On peut dire que j’ai une basse-cour avec des poussins, des oies, des coqs, des pintades, tout ce qu’on veut, comme j’ai un atelier de confection à la maison, les salons d’essayage de costumes, les salles de répétition, les graines à jeter aux poissons dans la rivière, j’ai les oiseaux du ciel, même. J’ai tout en peinture, et potentiellement en musique car la porte est ouverte à tous les musiciens, qui ne se privent pas de faire entrer tout ce qu’ils ont de plus beau, j’ai tout en pensée, même, tout ce qui n’entre pas dans la musique ou la peinture, tout ce qui est sous le soleil comme dans la nuit, je l’ai.
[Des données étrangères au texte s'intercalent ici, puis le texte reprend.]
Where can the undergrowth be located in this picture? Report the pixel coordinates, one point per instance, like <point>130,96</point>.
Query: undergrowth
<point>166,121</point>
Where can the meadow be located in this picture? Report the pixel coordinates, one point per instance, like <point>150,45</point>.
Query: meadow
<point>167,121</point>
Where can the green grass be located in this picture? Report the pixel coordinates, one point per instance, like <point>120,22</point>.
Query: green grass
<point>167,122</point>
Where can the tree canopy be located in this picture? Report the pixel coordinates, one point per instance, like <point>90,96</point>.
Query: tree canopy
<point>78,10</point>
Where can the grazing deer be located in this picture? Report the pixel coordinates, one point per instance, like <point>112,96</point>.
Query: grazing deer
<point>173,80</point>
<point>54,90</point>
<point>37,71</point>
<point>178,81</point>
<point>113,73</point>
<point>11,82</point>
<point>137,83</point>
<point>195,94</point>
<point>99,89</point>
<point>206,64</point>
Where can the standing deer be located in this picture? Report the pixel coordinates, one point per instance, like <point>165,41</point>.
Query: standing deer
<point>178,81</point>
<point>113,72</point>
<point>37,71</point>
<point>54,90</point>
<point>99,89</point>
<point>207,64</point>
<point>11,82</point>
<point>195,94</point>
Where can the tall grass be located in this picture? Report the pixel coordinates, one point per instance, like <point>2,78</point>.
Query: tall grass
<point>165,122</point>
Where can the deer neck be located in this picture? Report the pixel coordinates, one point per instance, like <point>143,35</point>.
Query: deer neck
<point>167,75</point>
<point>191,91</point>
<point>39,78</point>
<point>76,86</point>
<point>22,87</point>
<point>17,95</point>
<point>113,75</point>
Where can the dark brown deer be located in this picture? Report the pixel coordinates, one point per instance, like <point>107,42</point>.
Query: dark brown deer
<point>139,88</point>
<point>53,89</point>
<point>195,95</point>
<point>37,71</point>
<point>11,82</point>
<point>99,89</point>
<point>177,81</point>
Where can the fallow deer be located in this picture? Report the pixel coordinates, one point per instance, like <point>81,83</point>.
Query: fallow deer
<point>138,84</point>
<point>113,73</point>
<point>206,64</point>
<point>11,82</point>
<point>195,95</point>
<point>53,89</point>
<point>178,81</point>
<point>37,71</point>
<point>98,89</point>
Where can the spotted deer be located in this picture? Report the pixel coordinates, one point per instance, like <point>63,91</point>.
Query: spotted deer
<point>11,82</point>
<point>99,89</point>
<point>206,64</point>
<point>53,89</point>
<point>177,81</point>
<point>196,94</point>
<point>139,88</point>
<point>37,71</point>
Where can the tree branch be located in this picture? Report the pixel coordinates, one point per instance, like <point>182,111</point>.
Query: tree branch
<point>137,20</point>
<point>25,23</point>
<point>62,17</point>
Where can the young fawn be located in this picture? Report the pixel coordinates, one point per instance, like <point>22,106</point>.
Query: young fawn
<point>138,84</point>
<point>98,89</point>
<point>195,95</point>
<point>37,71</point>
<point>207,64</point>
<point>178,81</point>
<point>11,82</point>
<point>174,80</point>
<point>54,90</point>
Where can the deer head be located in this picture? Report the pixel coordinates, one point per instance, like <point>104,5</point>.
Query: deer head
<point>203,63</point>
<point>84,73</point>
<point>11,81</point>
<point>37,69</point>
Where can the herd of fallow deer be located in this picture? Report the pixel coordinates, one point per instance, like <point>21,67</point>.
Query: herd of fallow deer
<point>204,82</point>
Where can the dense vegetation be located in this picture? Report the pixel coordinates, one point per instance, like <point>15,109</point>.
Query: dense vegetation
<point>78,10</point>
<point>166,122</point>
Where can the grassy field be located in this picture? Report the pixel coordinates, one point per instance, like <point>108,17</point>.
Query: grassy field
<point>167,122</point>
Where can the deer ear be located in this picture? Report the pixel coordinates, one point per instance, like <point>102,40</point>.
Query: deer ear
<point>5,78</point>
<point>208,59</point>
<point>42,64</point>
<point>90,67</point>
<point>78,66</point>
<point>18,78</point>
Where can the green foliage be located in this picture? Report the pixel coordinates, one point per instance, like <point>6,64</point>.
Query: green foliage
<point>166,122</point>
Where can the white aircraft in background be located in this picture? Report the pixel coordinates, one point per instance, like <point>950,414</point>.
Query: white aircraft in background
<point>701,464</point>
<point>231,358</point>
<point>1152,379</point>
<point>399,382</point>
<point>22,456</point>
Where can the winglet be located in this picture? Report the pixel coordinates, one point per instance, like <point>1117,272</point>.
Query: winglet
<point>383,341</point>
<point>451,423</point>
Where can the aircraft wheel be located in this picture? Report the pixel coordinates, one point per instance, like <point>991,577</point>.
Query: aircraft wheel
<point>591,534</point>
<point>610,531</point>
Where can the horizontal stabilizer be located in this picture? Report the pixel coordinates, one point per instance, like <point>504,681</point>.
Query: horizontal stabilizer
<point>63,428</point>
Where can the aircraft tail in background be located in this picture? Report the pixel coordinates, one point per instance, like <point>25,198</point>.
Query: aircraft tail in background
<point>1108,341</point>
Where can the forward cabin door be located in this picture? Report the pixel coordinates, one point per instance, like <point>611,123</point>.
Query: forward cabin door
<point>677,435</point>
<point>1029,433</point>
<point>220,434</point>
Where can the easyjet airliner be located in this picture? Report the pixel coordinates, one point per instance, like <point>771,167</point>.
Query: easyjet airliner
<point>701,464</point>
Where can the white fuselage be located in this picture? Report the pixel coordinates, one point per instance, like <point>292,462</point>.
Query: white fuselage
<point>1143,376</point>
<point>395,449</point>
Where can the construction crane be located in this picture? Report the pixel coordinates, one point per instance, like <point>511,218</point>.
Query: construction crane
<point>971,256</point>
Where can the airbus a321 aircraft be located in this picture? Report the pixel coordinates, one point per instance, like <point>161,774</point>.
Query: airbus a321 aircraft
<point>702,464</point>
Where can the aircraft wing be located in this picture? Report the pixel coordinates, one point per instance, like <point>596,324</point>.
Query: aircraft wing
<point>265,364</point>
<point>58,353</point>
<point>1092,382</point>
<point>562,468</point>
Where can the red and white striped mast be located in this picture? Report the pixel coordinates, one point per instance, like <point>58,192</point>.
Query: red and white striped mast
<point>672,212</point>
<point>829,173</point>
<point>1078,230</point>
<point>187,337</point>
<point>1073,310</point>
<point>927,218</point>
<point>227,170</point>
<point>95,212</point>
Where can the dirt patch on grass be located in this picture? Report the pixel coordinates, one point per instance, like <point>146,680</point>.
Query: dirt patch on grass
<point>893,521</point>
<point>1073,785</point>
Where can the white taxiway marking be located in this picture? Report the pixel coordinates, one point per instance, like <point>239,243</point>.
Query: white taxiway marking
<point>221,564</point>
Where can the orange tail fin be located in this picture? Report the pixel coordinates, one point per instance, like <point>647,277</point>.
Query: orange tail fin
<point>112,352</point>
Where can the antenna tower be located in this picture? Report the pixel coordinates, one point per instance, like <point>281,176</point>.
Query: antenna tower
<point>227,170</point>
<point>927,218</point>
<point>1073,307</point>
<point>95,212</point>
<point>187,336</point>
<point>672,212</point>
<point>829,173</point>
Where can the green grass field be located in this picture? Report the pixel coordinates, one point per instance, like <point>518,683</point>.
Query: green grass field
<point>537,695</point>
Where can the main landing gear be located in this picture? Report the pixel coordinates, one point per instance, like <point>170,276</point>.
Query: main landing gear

Et ça ne me suffit pas ? Mais si !
Il suffit que j’aie le crayon à la main pour que j’y sois, moi aussi, dans cet univers comble de tout — et de rien — qu’un geste peut réduire, inverser, clamer ou taire. Ou même si je ne l’ai pas, le crayon, c’est monsieur Nuit, monsieur Temps, qui s’en chargent. Il ne reste qu’un mystère : Je — J’ — I — une petite lettre, articulée au monde — juste une clé — une clé du mystère — comme la clé du jouet mécanique qui envoie l’enfant dans le petit monde de l’émerveillement.